U r s u la K l o y e r ‑ H e s s geht der Dokumentation und Konstituierung von Gemeinschaftsbewusstsein im Album Amicorum nach und wählt als Beispiel die Augsburger Patrizierstammbücher des 16. und 17. Jahrhunderts. Derartige Stammbücher hatten eine wichtige Funktion, denn in ihnen sammelte ihr Besitzer Zeugnisse von Kontakten und Beziehungen. So manches album amicorum diente seinem Besitzer dazu, sich auf Reisen des Fortbestehens seiner engsten gesellschaftlichen Verankerung in der Heimat auch unabhängig von seiner dortigen Anwesenheit durch ein handschriftliches Zeugnis zu versichern. Durch das Stammbuch blieb sein Besitzer Mitglied einer Gemeinschaft.

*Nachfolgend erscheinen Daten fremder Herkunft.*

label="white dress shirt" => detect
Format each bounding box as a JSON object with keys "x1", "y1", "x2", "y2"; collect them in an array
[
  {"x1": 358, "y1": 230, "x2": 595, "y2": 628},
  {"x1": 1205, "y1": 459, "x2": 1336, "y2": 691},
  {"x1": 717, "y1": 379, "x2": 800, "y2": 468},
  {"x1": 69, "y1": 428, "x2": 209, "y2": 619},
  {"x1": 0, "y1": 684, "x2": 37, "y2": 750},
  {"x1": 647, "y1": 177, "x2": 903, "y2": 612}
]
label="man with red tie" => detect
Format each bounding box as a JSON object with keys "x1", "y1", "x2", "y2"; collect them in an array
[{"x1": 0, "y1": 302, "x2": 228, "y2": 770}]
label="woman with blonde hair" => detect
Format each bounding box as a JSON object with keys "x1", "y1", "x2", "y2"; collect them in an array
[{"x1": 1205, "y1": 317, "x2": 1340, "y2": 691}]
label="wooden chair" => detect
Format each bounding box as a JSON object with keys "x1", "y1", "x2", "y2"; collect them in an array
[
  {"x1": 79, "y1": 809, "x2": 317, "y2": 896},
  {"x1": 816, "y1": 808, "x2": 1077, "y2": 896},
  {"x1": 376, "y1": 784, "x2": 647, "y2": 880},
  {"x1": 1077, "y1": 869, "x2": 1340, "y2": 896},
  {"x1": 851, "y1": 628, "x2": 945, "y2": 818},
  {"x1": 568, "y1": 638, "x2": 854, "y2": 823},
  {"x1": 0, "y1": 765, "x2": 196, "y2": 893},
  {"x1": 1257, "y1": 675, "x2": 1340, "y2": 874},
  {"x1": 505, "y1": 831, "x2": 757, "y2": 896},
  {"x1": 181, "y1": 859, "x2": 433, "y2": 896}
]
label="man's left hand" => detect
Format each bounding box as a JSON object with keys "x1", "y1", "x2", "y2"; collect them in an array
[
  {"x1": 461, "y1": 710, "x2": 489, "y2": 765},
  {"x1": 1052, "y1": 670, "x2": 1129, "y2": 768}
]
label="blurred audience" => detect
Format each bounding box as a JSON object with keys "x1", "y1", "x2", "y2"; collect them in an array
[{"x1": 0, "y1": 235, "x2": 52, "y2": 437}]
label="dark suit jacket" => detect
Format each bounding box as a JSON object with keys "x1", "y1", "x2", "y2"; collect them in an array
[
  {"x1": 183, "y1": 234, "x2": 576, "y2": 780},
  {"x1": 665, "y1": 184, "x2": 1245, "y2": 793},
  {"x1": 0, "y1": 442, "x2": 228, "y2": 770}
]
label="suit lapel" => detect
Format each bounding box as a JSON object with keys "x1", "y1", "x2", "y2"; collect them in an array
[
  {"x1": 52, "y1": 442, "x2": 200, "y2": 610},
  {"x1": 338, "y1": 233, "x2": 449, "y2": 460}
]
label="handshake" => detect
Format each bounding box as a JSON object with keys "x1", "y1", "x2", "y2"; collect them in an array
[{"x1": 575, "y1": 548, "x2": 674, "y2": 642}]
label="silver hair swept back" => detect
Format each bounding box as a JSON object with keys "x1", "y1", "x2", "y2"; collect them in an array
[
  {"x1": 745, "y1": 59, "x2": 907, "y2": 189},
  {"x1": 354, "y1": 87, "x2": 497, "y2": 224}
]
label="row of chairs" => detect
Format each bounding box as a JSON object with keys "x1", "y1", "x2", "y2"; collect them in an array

G i l b e r t H e s s untersucht aus germanistischer Perspektive Formen personaler Integration auf textueller Ebene am Beispiel der Einträge von Rostocker Theologieprofessoren im Gelehrtenstammbuch Herzog Augusts des Jüngeren von Braunschweig‑Lüneburg.[8] Dieser Herzog gilt als einer der gebildetsten Fürsten des 16. und 17. Jahrhunderts. Er gründete unter anderem die Herzog August Bibliothek in Wolfenbüttel und zeichnet auch verantwortlich für das Zusammentragen der 135.000 Bücher, die heute noch den Altbestand dieser Bibliothek ausmachen. Dieser Herzog legte sich für sein Studium in Rostock eigens ein Stammbuch zu, außerdem erhielt er ein weiteres zum Geschenk. Der Herzog differenzierte zwischen den Stammbüchern: Das erste blieb akademischen Kreisen vorbehalten, während er das zweite für Familienangehörige, Adelige und Beamte reservierte. Im ersten Stammbuch interessieren den Verfasser besonders die Einträge der Rostocker Theologieprofessoren, die er hinsichtlich ihrer Textstruktur ausführlich untersucht. In den Einträgen scheint sich in textueller Ebene nach Auffassung von Heß ein Gruppenbewusstsein der Professoren anzudeuten. Um diese Annahme zu belegen, trägt der Verfasser eine ausführliche Begründung vor.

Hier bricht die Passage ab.